Internacionales
Video: Manuel Cuesta Morúa, líder opositor cubano: “El 90% de la población desea cambios”
El opositor cubano Manuel Cuesta Morúa está convencido de que “el 90 %” de su país “quiere cambios” y ésa es, a su juicio, la base de una transición con “soberanía” hacia la democracia, guiada “desde dentro” y “en el centro”, sin intervenciones externas ni actores “extremos”.
En entrevista con EFE, aboga por salir de la “trampa geopolítica” en la que el Gobierno cubano ha instalado al país, aunque “desafortunadamente” no ve al Ejecutivo preparado para negociar “fundamentalmente, con los cubanos y, por supuesto, también con EE.UU. y la comunidad internacional”.
“Escuchando lo que dicen, no parecen listos y preparados para esa conversación”, dice el recién elegido presidente del Consejo para la Transición Democrática en Cuba (CDTC), la principal plataforma opositora en la isla.
Con respecto a una posible negociación entre los Gobiernos de Cuba y EE.UU., agrega que aunque algunos sectores del poder en La Habana puedan tener “el suficiente pragmatismo” para buscarla, no cree que esa postura sea la mayoritaria internamente, debido a su falta de “visión de Estado” y “responsabilidad”.
Tampoco piensa que en La Habana pueda suceder lo mismo que en Caracas, donde Estados Unidos aprovechó diferencias internas para dar un golpe de mano con la captura del presidente venezolano, Nicolás Maduro, y forzar cambios políticos y económicos en el país.
Cuesta Morúa no percibe en Cuba “una fisura” entre “facciones del poder” ni tampoco personas en el Gobierno que puedan liderar una nueva agenda: “No veo absolutamente una Delcy Rodríguez en la realidad cubana, en la élite cubana”.
El papel de Washington, en su opinión, debe ser de acompañamiento, respetando la “soberanía” nacional cubana.
“Si se abre una mesa de negociaciones entre cubanos, pues (que EE.UU.) la apoye, la estimule, y haga todo lo necesario para que ese proceso llegue a buen puerto”, recomienda.
Mirando el ejemplo de Caracas, Cuesta Morúa pide a la oposición cubana no ceder autonomía a Estados Unidos: “Lo que demuestra ahora mismo Venezuela es que los que apostaron más fuertemente por una transición cediendo soberanía están fuera del juego de la transición”.
“Definitivamente la intervención en Venezuela demuestra que desde el exterior no se puede definir el juego democrático en un país”, señala.

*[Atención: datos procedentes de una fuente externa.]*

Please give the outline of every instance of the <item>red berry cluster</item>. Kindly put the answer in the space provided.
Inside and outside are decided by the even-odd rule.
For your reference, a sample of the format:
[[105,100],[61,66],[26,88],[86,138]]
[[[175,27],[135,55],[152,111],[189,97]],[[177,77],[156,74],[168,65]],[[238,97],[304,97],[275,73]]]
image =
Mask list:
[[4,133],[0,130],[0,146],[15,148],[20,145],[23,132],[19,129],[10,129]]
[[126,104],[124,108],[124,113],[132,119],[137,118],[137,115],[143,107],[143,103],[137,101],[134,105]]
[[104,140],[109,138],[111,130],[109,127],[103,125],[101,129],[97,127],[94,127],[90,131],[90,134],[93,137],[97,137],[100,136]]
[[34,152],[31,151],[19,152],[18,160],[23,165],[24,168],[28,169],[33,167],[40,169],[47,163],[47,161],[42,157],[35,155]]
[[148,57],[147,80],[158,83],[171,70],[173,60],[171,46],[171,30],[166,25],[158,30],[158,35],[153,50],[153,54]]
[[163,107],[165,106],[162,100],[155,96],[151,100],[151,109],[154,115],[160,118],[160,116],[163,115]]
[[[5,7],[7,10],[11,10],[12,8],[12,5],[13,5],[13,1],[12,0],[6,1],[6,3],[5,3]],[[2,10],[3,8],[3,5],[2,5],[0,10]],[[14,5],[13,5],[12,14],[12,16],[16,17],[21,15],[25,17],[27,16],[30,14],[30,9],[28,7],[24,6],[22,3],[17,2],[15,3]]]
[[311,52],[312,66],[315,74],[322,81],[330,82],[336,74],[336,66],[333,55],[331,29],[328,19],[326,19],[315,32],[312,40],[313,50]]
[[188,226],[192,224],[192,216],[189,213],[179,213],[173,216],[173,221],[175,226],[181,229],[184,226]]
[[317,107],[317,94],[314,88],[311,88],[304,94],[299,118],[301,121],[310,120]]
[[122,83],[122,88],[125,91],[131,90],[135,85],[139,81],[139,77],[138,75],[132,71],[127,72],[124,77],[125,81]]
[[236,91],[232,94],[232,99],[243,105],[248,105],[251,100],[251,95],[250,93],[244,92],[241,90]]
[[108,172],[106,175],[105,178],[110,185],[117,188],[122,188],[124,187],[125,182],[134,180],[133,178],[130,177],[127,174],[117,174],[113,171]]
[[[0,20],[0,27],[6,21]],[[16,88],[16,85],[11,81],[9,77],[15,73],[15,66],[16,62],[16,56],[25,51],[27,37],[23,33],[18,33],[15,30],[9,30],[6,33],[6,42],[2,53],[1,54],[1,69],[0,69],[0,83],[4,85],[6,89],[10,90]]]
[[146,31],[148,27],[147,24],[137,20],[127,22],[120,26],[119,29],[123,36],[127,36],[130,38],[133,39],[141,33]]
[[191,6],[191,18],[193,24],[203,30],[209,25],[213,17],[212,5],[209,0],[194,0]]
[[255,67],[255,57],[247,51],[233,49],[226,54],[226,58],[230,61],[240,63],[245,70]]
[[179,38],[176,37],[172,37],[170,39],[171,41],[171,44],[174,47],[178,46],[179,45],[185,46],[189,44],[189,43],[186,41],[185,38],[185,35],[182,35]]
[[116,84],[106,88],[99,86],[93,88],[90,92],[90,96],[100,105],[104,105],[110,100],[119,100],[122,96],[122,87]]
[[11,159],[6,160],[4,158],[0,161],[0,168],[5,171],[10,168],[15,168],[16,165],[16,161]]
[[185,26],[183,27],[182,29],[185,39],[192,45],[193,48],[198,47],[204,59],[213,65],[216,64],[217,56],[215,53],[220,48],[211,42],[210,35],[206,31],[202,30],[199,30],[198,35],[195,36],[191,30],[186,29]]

Considera que se debe buscar una transición democrática desde “el centro”, lo que implica “mantener ciertas estructuras existentes en el país” y “buscar ciertos pactos con aquellos que están en el poder que entienden que hay que abrirse y gradualmente establecer mecanismos para llegar a la democracia”.
Ahogar a Cuba
El líder opositor también es crítico con la apuesta de Washington por impedir con sucesivas medidas que llegue petróleo y combustibles a Cuba, que necesita importar dos tercios de sus necesidades energéticas.
“Esa táctica de ahogar a Cuba no creo que conduzca al puerto ni a la dirección que nosotros creemos que debe tomar el país. Provocar un estallido solo fortalece la maquinaria represiva del Estado”, advierte este opositor que teme “una situación humanitaria peor” que el actual “colapso general”.
También rechaza la posibilidad de una intervención militar, porque “no respondería a las grandes demandas” de los cubanos “de democratizar el país”, conformando un “Estado de derecho” con pleno “respeto a los derechos humanos”.
Cuesta Morúa aboga por una “salida humanitaria”.
“Ese mensaje es mucho mejor, al mismo tiempo que ejercer una presión política y diplomática en la dirección más adecuada, que es la de liberar presos políticos, establecer una mesa de negociación con los cubanos y abrir la economía”.
En este punto, critica también las respuestas belicistas del Gobierno cubano: “Enfrascarse en una guerra no va a resolver los problemas del país. Podemos terminar con una aventura épica, pero se destruirá una nación y la nación merece ser recuperada”.
Su optimismo, a pesar de todo, proviene del “consenso tácito” en la población general de que Cuba “no puede seguir por el rumbo que va”.
“El país tiene que abrirse y esa es mi esperanza, ese es mi optimismo, que trato de transmitir a la comunidad internacional”, explica.
“Quizás no tengamos toda la fortaleza que tiene una sociedad civil madura. Es verdad. Quizás no estemos habituados a todos los mecanismos que utilizan las democracias para resolver sus conflictos internos. Eso también es cierto. Pero sí hay una esperanza dentro de la sociedad cubana de que el país debe cambiar”, argumenta.